Necrotizing Enterocolitis Complications: • Approximately 75%
of all patients survive. Of those patients who survive, 50% develop a long-term
complication. The 2 most common complications are intestinal stricture and
short-gut syndrome.
• Intestinal strictures o This complication can
develop in infants with or without a preceding perforation. o Incidence is
25-33%. o Although the most likely location for acute disease is the terminal
ileum, strictures most commonly involve the left side of the colon. o
Symptoms of feeding intolerance and bowel obstruction typically occur 2-3 weeks
after recovery from the initial event. o The presence and location of the
obstruction is diagnosed using barium enema; surgical resection of the affected
area is required.
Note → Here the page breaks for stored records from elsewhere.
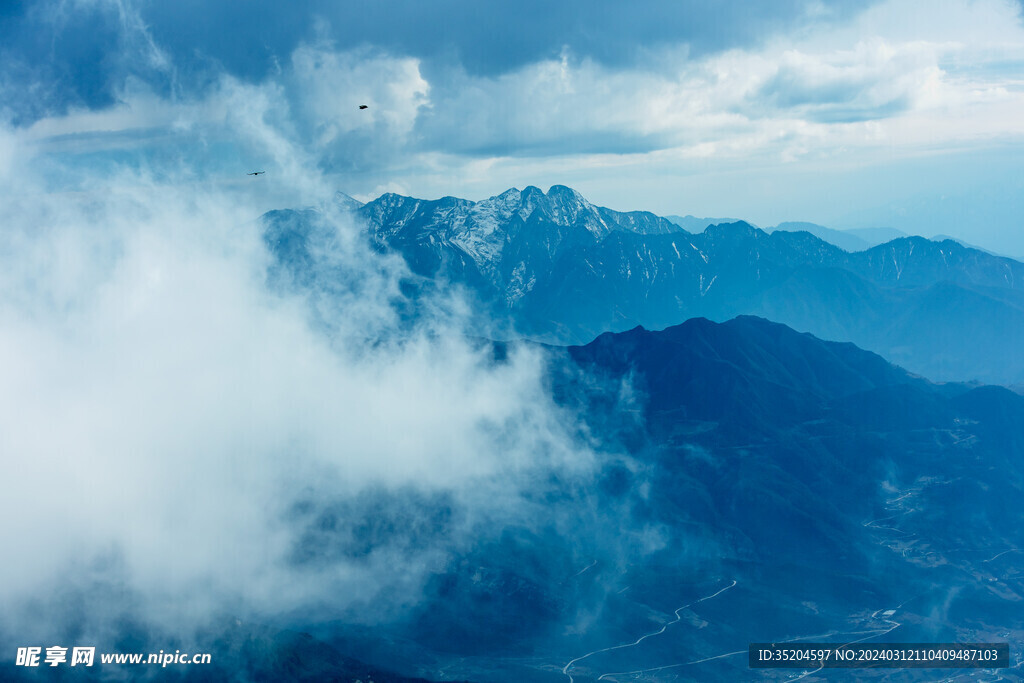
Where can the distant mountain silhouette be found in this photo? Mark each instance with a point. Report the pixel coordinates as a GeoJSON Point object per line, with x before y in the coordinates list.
{"type": "Point", "coordinates": [562, 270]}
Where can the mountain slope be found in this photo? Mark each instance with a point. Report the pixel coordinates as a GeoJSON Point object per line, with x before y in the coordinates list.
{"type": "Point", "coordinates": [554, 267]}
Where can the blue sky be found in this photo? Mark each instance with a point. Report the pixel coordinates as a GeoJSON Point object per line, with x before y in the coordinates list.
{"type": "Point", "coordinates": [897, 113]}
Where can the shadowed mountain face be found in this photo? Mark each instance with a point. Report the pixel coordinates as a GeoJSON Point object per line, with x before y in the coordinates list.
{"type": "Point", "coordinates": [786, 487]}
{"type": "Point", "coordinates": [562, 270]}
{"type": "Point", "coordinates": [754, 484]}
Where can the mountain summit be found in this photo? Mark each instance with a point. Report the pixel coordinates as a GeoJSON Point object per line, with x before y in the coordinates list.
{"type": "Point", "coordinates": [561, 269]}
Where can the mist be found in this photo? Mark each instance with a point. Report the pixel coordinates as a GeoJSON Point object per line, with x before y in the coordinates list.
{"type": "Point", "coordinates": [176, 425]}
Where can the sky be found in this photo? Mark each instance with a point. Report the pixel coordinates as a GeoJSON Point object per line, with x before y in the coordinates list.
{"type": "Point", "coordinates": [893, 113]}
{"type": "Point", "coordinates": [168, 412]}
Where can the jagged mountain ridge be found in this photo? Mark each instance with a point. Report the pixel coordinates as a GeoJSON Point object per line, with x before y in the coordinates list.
{"type": "Point", "coordinates": [562, 270]}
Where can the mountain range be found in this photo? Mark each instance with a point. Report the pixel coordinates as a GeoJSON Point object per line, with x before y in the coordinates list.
{"type": "Point", "coordinates": [554, 267]}
{"type": "Point", "coordinates": [756, 484]}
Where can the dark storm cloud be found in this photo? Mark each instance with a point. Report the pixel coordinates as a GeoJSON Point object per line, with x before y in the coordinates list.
{"type": "Point", "coordinates": [77, 53]}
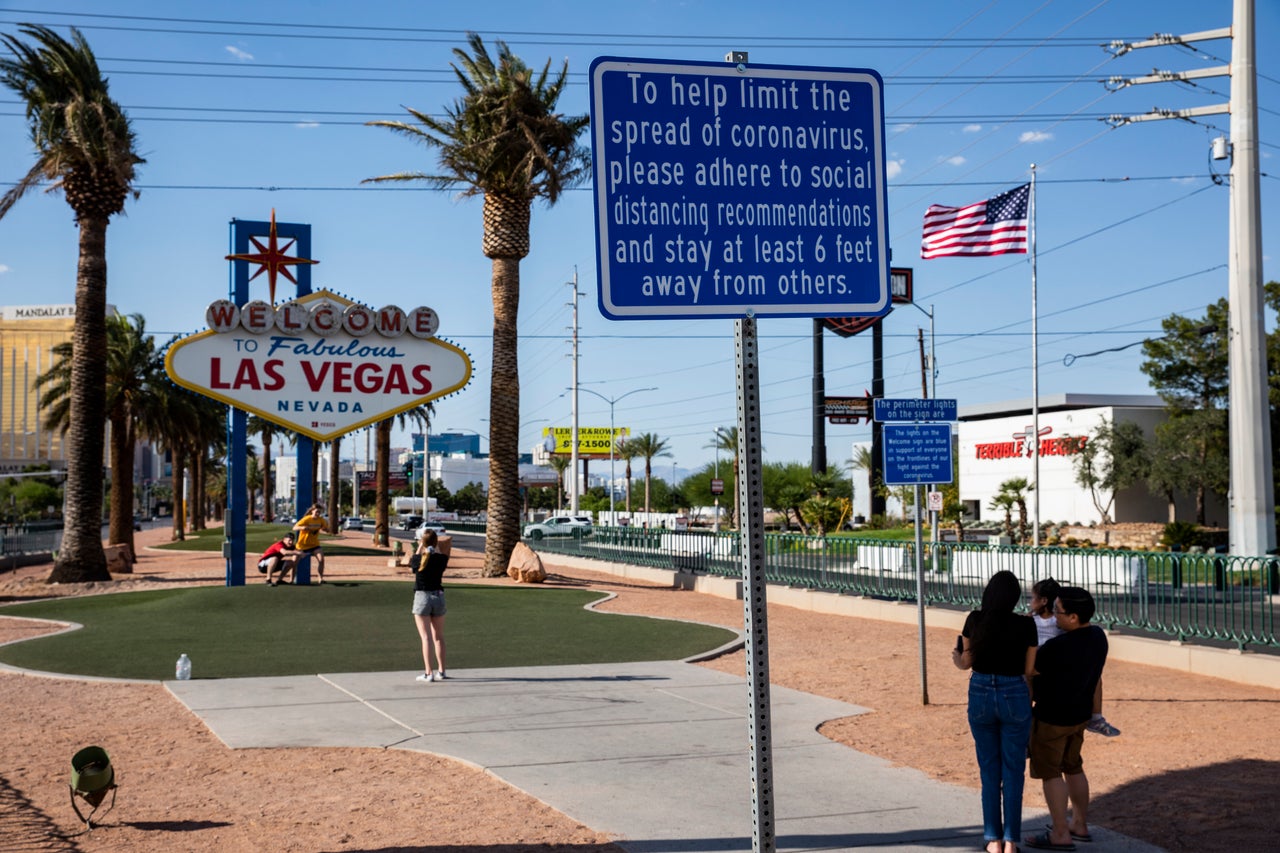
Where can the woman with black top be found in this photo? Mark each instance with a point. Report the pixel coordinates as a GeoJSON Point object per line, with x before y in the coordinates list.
{"type": "Point", "coordinates": [429, 603]}
{"type": "Point", "coordinates": [1000, 647]}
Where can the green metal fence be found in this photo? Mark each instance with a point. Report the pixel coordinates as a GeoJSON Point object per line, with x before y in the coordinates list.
{"type": "Point", "coordinates": [1183, 596]}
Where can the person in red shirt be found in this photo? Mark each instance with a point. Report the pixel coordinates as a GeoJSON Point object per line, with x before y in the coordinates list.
{"type": "Point", "coordinates": [278, 560]}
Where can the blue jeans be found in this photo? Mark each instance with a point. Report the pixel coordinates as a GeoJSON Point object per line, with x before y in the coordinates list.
{"type": "Point", "coordinates": [1000, 719]}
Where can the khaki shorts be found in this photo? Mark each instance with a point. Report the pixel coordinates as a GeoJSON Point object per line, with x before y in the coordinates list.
{"type": "Point", "coordinates": [1056, 749]}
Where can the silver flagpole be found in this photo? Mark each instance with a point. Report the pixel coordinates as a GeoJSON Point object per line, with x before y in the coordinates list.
{"type": "Point", "coordinates": [1034, 438]}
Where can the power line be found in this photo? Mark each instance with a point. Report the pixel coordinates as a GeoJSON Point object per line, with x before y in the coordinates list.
{"type": "Point", "coordinates": [347, 32]}
{"type": "Point", "coordinates": [1161, 178]}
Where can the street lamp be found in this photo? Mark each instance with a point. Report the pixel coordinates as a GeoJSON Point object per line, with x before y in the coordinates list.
{"type": "Point", "coordinates": [612, 434]}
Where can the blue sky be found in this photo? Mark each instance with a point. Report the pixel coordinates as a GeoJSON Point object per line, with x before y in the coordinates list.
{"type": "Point", "coordinates": [242, 106]}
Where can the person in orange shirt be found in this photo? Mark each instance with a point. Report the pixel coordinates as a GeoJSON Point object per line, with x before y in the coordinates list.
{"type": "Point", "coordinates": [309, 528]}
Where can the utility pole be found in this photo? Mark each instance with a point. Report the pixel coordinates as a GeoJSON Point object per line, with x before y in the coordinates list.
{"type": "Point", "coordinates": [572, 468]}
{"type": "Point", "coordinates": [818, 457]}
{"type": "Point", "coordinates": [1252, 501]}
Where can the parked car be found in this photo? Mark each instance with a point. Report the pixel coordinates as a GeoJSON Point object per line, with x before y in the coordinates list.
{"type": "Point", "coordinates": [430, 525]}
{"type": "Point", "coordinates": [561, 525]}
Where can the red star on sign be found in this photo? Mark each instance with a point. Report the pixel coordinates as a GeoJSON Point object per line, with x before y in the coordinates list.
{"type": "Point", "coordinates": [272, 259]}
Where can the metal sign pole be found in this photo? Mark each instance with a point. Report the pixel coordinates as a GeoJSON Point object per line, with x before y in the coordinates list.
{"type": "Point", "coordinates": [750, 506]}
{"type": "Point", "coordinates": [919, 598]}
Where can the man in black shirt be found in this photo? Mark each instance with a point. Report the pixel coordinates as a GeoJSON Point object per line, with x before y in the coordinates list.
{"type": "Point", "coordinates": [1068, 669]}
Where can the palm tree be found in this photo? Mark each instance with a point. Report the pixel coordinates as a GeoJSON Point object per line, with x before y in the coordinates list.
{"type": "Point", "coordinates": [1016, 489]}
{"type": "Point", "coordinates": [626, 451]}
{"type": "Point", "coordinates": [265, 430]}
{"type": "Point", "coordinates": [85, 147]}
{"type": "Point", "coordinates": [649, 446]}
{"type": "Point", "coordinates": [1004, 501]}
{"type": "Point", "coordinates": [133, 368]}
{"type": "Point", "coordinates": [726, 441]}
{"type": "Point", "coordinates": [334, 475]}
{"type": "Point", "coordinates": [503, 140]}
{"type": "Point", "coordinates": [420, 416]}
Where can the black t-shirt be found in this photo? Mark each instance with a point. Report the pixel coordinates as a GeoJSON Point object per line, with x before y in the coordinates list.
{"type": "Point", "coordinates": [429, 576]}
{"type": "Point", "coordinates": [1069, 667]}
{"type": "Point", "coordinates": [1004, 643]}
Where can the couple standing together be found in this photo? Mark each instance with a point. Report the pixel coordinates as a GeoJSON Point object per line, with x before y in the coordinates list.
{"type": "Point", "coordinates": [1061, 669]}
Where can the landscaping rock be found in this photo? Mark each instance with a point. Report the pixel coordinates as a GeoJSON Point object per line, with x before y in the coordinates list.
{"type": "Point", "coordinates": [525, 566]}
{"type": "Point", "coordinates": [119, 559]}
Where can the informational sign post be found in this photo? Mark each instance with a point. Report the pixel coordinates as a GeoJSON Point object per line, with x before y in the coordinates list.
{"type": "Point", "coordinates": [914, 410]}
{"type": "Point", "coordinates": [740, 190]}
{"type": "Point", "coordinates": [917, 454]}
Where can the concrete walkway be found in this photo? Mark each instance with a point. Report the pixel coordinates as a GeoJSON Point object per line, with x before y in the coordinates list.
{"type": "Point", "coordinates": [654, 753]}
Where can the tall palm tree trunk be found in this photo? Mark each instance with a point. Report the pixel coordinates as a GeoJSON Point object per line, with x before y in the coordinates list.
{"type": "Point", "coordinates": [334, 474]}
{"type": "Point", "coordinates": [382, 495]}
{"type": "Point", "coordinates": [629, 487]}
{"type": "Point", "coordinates": [179, 501]}
{"type": "Point", "coordinates": [81, 557]}
{"type": "Point", "coordinates": [120, 528]}
{"type": "Point", "coordinates": [503, 524]}
{"type": "Point", "coordinates": [199, 509]}
{"type": "Point", "coordinates": [268, 495]}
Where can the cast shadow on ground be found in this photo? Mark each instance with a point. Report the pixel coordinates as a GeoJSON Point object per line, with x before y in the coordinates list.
{"type": "Point", "coordinates": [176, 826]}
{"type": "Point", "coordinates": [1228, 806]}
{"type": "Point", "coordinates": [485, 848]}
{"type": "Point", "coordinates": [26, 826]}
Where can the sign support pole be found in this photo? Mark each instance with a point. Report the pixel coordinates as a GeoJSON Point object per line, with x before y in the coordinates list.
{"type": "Point", "coordinates": [750, 505]}
{"type": "Point", "coordinates": [233, 547]}
{"type": "Point", "coordinates": [919, 598]}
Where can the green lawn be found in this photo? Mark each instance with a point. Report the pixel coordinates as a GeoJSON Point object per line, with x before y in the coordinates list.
{"type": "Point", "coordinates": [254, 630]}
{"type": "Point", "coordinates": [257, 537]}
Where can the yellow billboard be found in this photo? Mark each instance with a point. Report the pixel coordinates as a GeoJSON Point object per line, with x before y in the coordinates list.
{"type": "Point", "coordinates": [593, 442]}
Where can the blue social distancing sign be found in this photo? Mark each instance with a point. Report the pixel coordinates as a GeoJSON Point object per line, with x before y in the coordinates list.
{"type": "Point", "coordinates": [917, 454]}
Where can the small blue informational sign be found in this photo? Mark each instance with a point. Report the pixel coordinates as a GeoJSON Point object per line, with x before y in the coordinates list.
{"type": "Point", "coordinates": [728, 191]}
{"type": "Point", "coordinates": [917, 455]}
{"type": "Point", "coordinates": [913, 410]}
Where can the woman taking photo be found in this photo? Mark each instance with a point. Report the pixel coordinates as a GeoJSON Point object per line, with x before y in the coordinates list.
{"type": "Point", "coordinates": [1000, 647]}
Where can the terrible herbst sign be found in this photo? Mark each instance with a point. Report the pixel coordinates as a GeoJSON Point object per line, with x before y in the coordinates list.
{"type": "Point", "coordinates": [321, 365]}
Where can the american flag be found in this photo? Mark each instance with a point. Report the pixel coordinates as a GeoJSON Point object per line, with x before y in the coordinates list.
{"type": "Point", "coordinates": [993, 227]}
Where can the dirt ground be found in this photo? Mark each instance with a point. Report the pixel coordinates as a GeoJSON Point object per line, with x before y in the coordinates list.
{"type": "Point", "coordinates": [1196, 767]}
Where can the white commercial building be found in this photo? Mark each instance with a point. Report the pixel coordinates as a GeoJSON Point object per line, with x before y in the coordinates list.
{"type": "Point", "coordinates": [993, 447]}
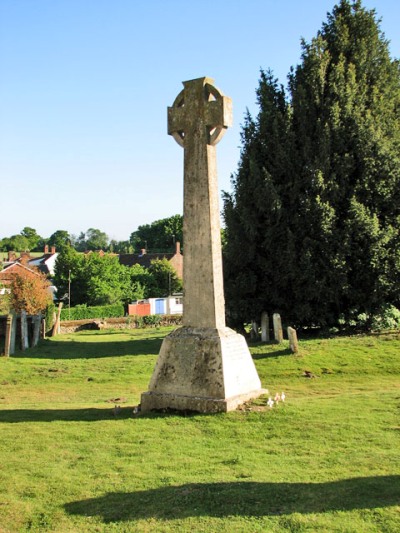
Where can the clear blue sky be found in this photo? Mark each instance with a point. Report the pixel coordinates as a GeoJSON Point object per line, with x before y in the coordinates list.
{"type": "Point", "coordinates": [84, 90]}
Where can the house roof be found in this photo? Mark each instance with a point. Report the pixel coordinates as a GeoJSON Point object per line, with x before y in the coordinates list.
{"type": "Point", "coordinates": [7, 273]}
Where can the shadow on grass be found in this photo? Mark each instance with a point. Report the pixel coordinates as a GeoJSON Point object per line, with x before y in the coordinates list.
{"type": "Point", "coordinates": [14, 416]}
{"type": "Point", "coordinates": [266, 355]}
{"type": "Point", "coordinates": [92, 350]}
{"type": "Point", "coordinates": [242, 498]}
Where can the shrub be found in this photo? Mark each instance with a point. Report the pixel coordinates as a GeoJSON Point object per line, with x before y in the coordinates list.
{"type": "Point", "coordinates": [387, 318]}
{"type": "Point", "coordinates": [81, 312]}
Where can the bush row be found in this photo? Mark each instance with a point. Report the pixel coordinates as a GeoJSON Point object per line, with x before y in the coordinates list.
{"type": "Point", "coordinates": [81, 312]}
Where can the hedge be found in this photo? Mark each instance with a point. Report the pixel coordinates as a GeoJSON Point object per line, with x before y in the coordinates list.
{"type": "Point", "coordinates": [80, 312]}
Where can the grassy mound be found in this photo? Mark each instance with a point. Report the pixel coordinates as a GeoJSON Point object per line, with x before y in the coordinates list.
{"type": "Point", "coordinates": [326, 459]}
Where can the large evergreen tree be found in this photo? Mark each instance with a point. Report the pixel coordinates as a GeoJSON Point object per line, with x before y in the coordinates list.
{"type": "Point", "coordinates": [326, 234]}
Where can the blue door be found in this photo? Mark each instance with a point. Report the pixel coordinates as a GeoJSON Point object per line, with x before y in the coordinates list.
{"type": "Point", "coordinates": [160, 306]}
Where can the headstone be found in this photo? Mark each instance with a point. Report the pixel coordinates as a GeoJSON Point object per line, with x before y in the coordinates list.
{"type": "Point", "coordinates": [24, 331]}
{"type": "Point", "coordinates": [13, 332]}
{"type": "Point", "coordinates": [7, 344]}
{"type": "Point", "coordinates": [278, 332]}
{"type": "Point", "coordinates": [264, 327]}
{"type": "Point", "coordinates": [37, 320]}
{"type": "Point", "coordinates": [57, 323]}
{"type": "Point", "coordinates": [293, 343]}
{"type": "Point", "coordinates": [254, 330]}
{"type": "Point", "coordinates": [202, 366]}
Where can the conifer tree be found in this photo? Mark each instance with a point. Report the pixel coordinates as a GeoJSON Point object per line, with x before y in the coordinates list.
{"type": "Point", "coordinates": [332, 174]}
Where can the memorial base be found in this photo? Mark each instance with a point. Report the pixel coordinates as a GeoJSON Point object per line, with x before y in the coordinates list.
{"type": "Point", "coordinates": [202, 369]}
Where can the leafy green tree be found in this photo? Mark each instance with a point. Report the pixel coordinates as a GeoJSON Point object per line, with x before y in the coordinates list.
{"type": "Point", "coordinates": [61, 239]}
{"type": "Point", "coordinates": [68, 276]}
{"type": "Point", "coordinates": [159, 236]}
{"type": "Point", "coordinates": [326, 168]}
{"type": "Point", "coordinates": [94, 279]}
{"type": "Point", "coordinates": [163, 279]}
{"type": "Point", "coordinates": [257, 213]}
{"type": "Point", "coordinates": [96, 239]}
{"type": "Point", "coordinates": [16, 243]}
{"type": "Point", "coordinates": [33, 238]}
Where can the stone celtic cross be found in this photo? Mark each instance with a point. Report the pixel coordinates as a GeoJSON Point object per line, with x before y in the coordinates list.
{"type": "Point", "coordinates": [203, 365]}
{"type": "Point", "coordinates": [197, 120]}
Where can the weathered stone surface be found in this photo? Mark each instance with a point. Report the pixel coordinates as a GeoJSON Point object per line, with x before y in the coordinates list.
{"type": "Point", "coordinates": [278, 331]}
{"type": "Point", "coordinates": [293, 343]}
{"type": "Point", "coordinates": [202, 363]}
{"type": "Point", "coordinates": [264, 327]}
{"type": "Point", "coordinates": [202, 366]}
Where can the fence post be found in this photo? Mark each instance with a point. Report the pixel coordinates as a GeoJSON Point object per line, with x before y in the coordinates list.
{"type": "Point", "coordinates": [56, 327]}
{"type": "Point", "coordinates": [24, 331]}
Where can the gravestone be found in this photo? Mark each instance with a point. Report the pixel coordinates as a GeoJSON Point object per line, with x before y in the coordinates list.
{"type": "Point", "coordinates": [202, 366]}
{"type": "Point", "coordinates": [24, 331]}
{"type": "Point", "coordinates": [278, 332]}
{"type": "Point", "coordinates": [264, 327]}
{"type": "Point", "coordinates": [293, 342]}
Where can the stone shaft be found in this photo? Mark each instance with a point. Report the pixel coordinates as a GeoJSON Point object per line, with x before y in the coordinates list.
{"type": "Point", "coordinates": [197, 120]}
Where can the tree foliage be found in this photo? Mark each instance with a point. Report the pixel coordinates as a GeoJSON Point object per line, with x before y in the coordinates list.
{"type": "Point", "coordinates": [30, 293]}
{"type": "Point", "coordinates": [93, 279]}
{"type": "Point", "coordinates": [313, 221]}
{"type": "Point", "coordinates": [159, 236]}
{"type": "Point", "coordinates": [61, 239]}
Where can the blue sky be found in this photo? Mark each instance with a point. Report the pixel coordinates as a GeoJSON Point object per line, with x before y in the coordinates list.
{"type": "Point", "coordinates": [84, 91]}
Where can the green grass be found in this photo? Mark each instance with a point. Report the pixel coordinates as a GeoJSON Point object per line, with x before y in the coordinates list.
{"type": "Point", "coordinates": [326, 460]}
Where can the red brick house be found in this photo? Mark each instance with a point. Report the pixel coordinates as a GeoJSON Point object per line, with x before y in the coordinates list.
{"type": "Point", "coordinates": [15, 269]}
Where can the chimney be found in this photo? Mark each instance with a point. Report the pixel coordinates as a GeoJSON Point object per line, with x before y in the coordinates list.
{"type": "Point", "coordinates": [25, 257]}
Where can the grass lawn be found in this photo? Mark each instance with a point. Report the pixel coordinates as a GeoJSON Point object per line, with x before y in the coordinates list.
{"type": "Point", "coordinates": [327, 460]}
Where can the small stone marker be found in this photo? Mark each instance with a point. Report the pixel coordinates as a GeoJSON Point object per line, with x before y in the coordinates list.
{"type": "Point", "coordinates": [293, 343]}
{"type": "Point", "coordinates": [24, 331]}
{"type": "Point", "coordinates": [254, 330]}
{"type": "Point", "coordinates": [7, 344]}
{"type": "Point", "coordinates": [202, 366]}
{"type": "Point", "coordinates": [37, 321]}
{"type": "Point", "coordinates": [264, 327]}
{"type": "Point", "coordinates": [278, 332]}
{"type": "Point", "coordinates": [57, 323]}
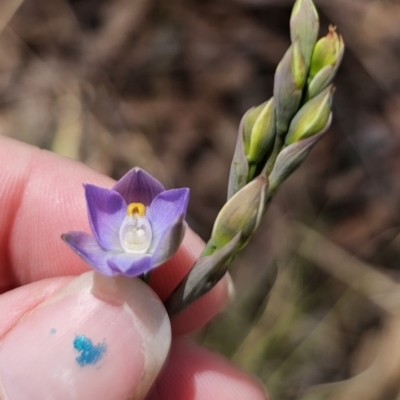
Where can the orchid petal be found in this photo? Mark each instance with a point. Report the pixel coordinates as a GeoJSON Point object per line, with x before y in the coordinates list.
{"type": "Point", "coordinates": [164, 210]}
{"type": "Point", "coordinates": [169, 243]}
{"type": "Point", "coordinates": [107, 210]}
{"type": "Point", "coordinates": [130, 265]}
{"type": "Point", "coordinates": [137, 186]}
{"type": "Point", "coordinates": [89, 250]}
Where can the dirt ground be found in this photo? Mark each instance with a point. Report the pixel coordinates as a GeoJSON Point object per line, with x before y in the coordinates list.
{"type": "Point", "coordinates": [163, 85]}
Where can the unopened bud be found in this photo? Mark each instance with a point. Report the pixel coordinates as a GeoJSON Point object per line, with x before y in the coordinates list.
{"type": "Point", "coordinates": [242, 213]}
{"type": "Point", "coordinates": [327, 52]}
{"type": "Point", "coordinates": [290, 77]}
{"type": "Point", "coordinates": [304, 26]}
{"type": "Point", "coordinates": [311, 118]}
{"type": "Point", "coordinates": [239, 166]}
{"type": "Point", "coordinates": [259, 131]}
{"type": "Point", "coordinates": [325, 61]}
{"type": "Point", "coordinates": [290, 158]}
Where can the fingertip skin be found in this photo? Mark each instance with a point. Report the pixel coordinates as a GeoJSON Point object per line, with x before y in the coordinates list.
{"type": "Point", "coordinates": [194, 373]}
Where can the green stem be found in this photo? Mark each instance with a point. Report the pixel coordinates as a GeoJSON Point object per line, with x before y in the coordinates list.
{"type": "Point", "coordinates": [278, 144]}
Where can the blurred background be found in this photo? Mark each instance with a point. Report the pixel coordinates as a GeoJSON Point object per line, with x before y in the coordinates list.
{"type": "Point", "coordinates": [162, 84]}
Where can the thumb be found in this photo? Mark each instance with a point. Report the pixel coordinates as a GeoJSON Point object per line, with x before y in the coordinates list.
{"type": "Point", "coordinates": [106, 341]}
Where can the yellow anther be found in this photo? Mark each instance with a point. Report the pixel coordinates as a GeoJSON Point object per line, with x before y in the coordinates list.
{"type": "Point", "coordinates": [136, 209]}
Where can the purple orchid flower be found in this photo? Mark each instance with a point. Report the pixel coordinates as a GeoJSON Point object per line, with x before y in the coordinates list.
{"type": "Point", "coordinates": [137, 225]}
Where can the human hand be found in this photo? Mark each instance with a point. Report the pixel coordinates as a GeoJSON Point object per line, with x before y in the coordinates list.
{"type": "Point", "coordinates": [60, 341]}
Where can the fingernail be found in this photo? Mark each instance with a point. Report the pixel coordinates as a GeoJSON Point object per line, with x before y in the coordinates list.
{"type": "Point", "coordinates": [83, 343]}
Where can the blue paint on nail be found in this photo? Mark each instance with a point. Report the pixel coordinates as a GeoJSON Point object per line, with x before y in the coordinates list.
{"type": "Point", "coordinates": [90, 353]}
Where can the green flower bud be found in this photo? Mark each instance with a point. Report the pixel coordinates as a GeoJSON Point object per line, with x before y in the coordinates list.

Many surgeons routinely perform barium enemas in their
patients before bowel reanastomosis so that all necessary surgical intervention
can be performed at one time.
• Short-gut syndrome o This is a
malabsorption syndrome resulting from removal of excessive or critical portions
of small bowel necessary for absorption essential nutrients from intestinal
lumen. o Symptoms are most profound in babies who either have lost most of
their small bowel or have lost a smaller portion that includes the ileocecal
valve. o Loss of small bowel can result in malabsorption of nutrients as well
as fluids and electrolytes. o The neonatal gut will grow and adapt over time,
but long-term studies suggest that this growth may take as long as 2 years to
occur. During that time, maintenance of an anabolic and complete nutritional
state is essential for the growth and development of the baby. This is achieved
by parenteral provision of adequate vitamins, minerals, and calories;
appropriate management of gastric acid hypersecretion; and monitoring for
bacterial overgrowth. The addition of appropriate enteral feedings during this
time is important for gut nourishment and remodeling.